The steady decline in law and order–particularly murders and kidnappings–has accelerated this year. In the prosperous western trading hub of Herat, rising crime has led investors to pull out of the area. Some 150 of the province's 250 factories have closed, according to the Union of Herat, a traders association. The province's parliamentary delegation has threatened to resign if the government does address the situation.
In Kabul, a Christian aid worker and two businessmen have been shot in recent weeks. Kidnappings have also become commonplace, with a prominent banker, a relative of the former king, and two foreign workers–including a Canadian journalist–abducted over the past few months. The journalist, Mellissa Fung, was freed after four weeks. But many businessmen are fleeing.
Hafizullah Sherzay might soon be among them. The construction-company owner has lived through the worst of Afghanistan's recent history. Neither a civil war nor the Taliban's austere regime compelled him to leave.
Yet after seeing many friends and colleagues kidnapped in recent months, he says he is seriously considering moving to Dubai. "If this security situation persists, it will be impossible to stay," he says.
Earlier this year, criminals abducted the nephew of Mr. Sherzay's business partner. The family paid a $400,000 ransom and left the country.

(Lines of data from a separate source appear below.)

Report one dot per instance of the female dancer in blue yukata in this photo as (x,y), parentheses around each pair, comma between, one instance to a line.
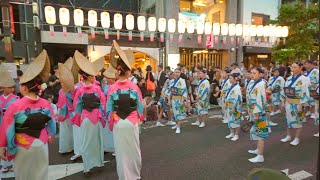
(257,102)
(275,84)
(177,98)
(295,94)
(7,85)
(234,107)
(202,99)
(89,103)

About 60 businessmen are kidnapped per year, mostly by organized criminal syndicates that demand huge ransoms, according to the Afghanistan International Chamber of Commerce. With many businesses wary of entering such an environment, private investment in the country dropped almost by half from 2006 to 2007, estimates the Afghan Investment Support Agency, based in Kabul.
"Businessmen are coming to us and complaining about security," says Salaam Qazizada, one of the ministers of parliament from Herat who has threatened to quit. "Everyone who has the money to do so is leaving the country."

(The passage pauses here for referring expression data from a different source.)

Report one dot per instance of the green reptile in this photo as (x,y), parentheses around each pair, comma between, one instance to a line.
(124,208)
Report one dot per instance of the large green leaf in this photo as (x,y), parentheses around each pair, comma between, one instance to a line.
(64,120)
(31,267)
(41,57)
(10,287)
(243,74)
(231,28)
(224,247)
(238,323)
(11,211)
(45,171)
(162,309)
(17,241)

The government is trying to address his concerns. Last month, the Ministry of Interior sent a commission to Herat to investigate the lawlessness and announced the creation of an antikidnapping police unit.
But many lawmakers and experts worry that the police are a significant part of the problem. Some members of parliament have accused police officials of releasing convicted criminals for bribes. In evidence of this, security officials revealed that gang members only recently released from prison kidnapped a wealthy former presidential candidate last month.
Corruption in the Afghan police force is "pervasive," a 2008 RAND Corp. study found, based on interviews with US and NATO officials involved in police training from 2004 to this year.
The Afghan government headed by President Hamid Karzai has been unwilling to take strong action against corruption in the Ministry of Interior, which governs the police, say Mr. Wilder and others. This has been compounded by a lack of oversight from the international community, which has focused on counterinsurgency.
"Local law and order were their concerns, not ours," says Wilder.
There are signs that this is changing. In 2007, the US earmarked $2.5 billion for the police, more than it did from 2002 to 2006 combined. Moreover, mounting pressure on Mr. Karzai forced him to replace his Interior Minister last month–a move hailed by the UN's top envoy in Afghanistan, Kai Eide, as helping strengthen the Afghan police.
For his part, businessman Lal in Kandahar says there is much work to be done. "This [current government] is a government of thieves," he says. "During the Taliban rule we never had these sorts of problems.... I'm not defending the Taliban movement, but we have to accept the truth that there were never any problems for civilians and businessmen."
He went to the police for help, but he says they did nothing. Instead, he says he traveled to Herat himself to uncover the criminal syndicate that abducted his son. "I showed the thieves to the [intelligence agency], who arrested them," he says.
He could leave for Dubai, but feels bound to stay and protect all his family. "If I leave and abandon my sisters, my parents, and my land it will be a big shame for me," he says.
So he goes with his children every day to school and picks them up afterward. If his family goes shopping, he joins them.
"I don't have any enemies, only criminals that try to harass me," he adds. "But everyone in Afghanistan has this problem, so why should I leave?"